Dharshana Eswaran wrote:
On 3/9/07, John W. Krahn <[EMAIL PROTECTED]> wrote:

Chas Owens wrote:

[snip]
               (
                       \w+ |
                       \d+ |
                       0x[a-fA-F0-9]

That only matches a single hexadecimal digit, you probably want
0x[a-fA-F0-9]+
instead.


>                )                     # capture a word, int, or hex
>                \s*                   # optional spaces
>                (?:
> ( # capture the various int operators
>                                [+-|^*/%] |

                                 [+-|^&*/%] |


>                                <<        |
>                                >>
>                        )

What about:

TOKEN & ~TOKEN

Or:

TOKEN * -TOKEN

:-)

[snip]

Thank you for the suggestions.
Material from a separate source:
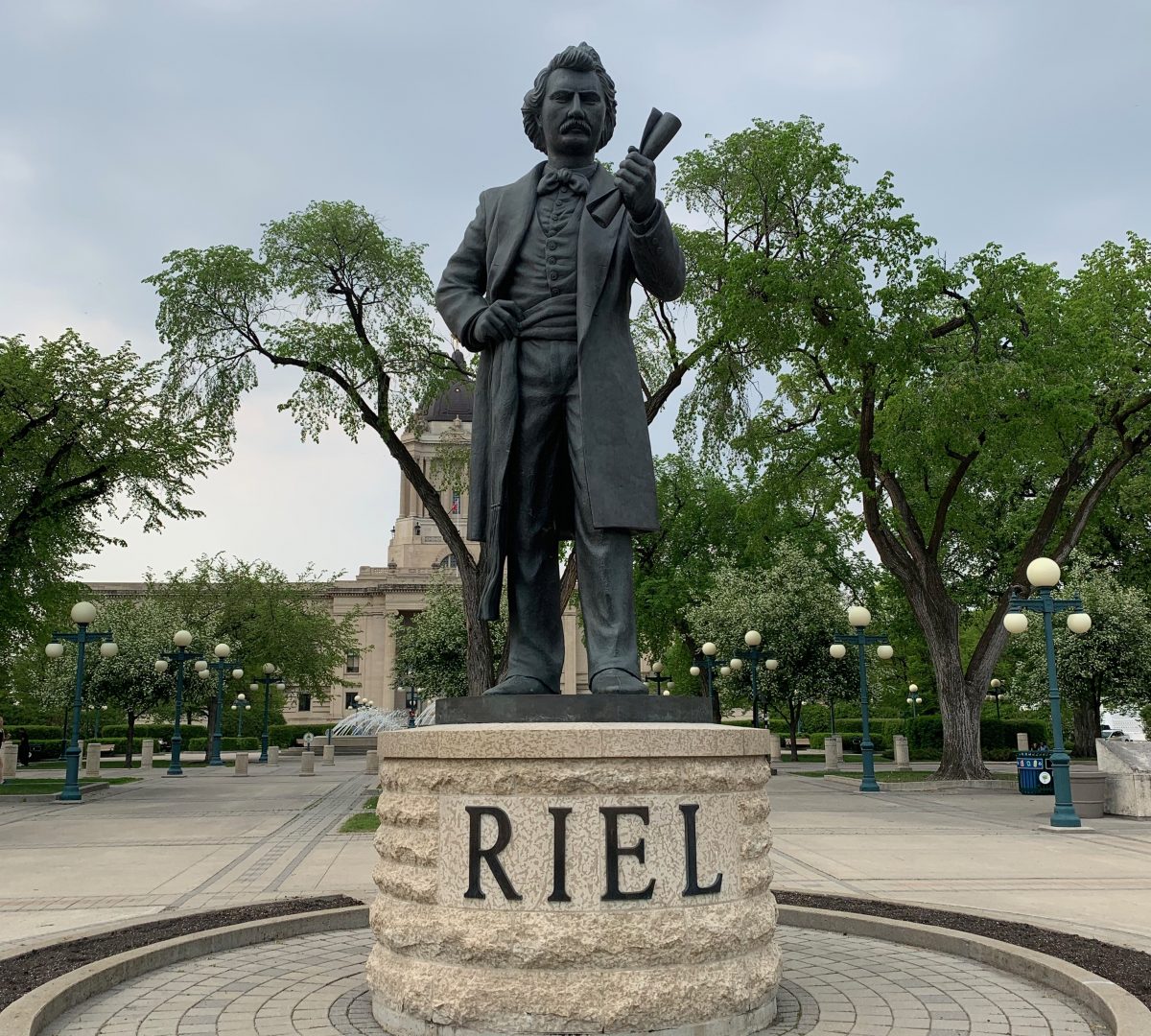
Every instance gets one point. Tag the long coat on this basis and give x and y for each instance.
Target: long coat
(617, 450)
I tried both ways.

 0x[a-fA-F0-9]

That only matches a single hexadecimal digit, you probably want
0x[a-fA-F0-9]+
instead.

When i tried Chas's idea, without this correction itself i could get the hex
values more than a digit.

But i did not understand the below lines mentioned by John.
What about:

TOKEN & ~TOKEN

Or:

TOKEN * -TOKEN

:-)

Can you please explain it?

Thanks once again for the immediate response.

Hi Dharshana

The reason your version works is that Chas has coded

(\w+|\d+|0x[a-fA-F0-9])

and something like 0x0011 will be matched fine with \w+. In fact anything that
matches either \d+ or 0x[a-fA-F0-9]+ will also match \w+ so there is no point
in putting them in.

What John means is that perhaps the expression could be a bit mask - the base
value ANDed with the bitwise negation of the modifier. This is common in
setting up optiohn bitmaps or similar. Or the base could be multiplied by
minus the modifier - which as far as I can tell is completely useless (he does
put a smiley in here!). In my solution I assumed that the modifier would
always be added or ORed into the base and so the operator was irrelevant. You
also said that you didn't need the operators extracting from the definitions.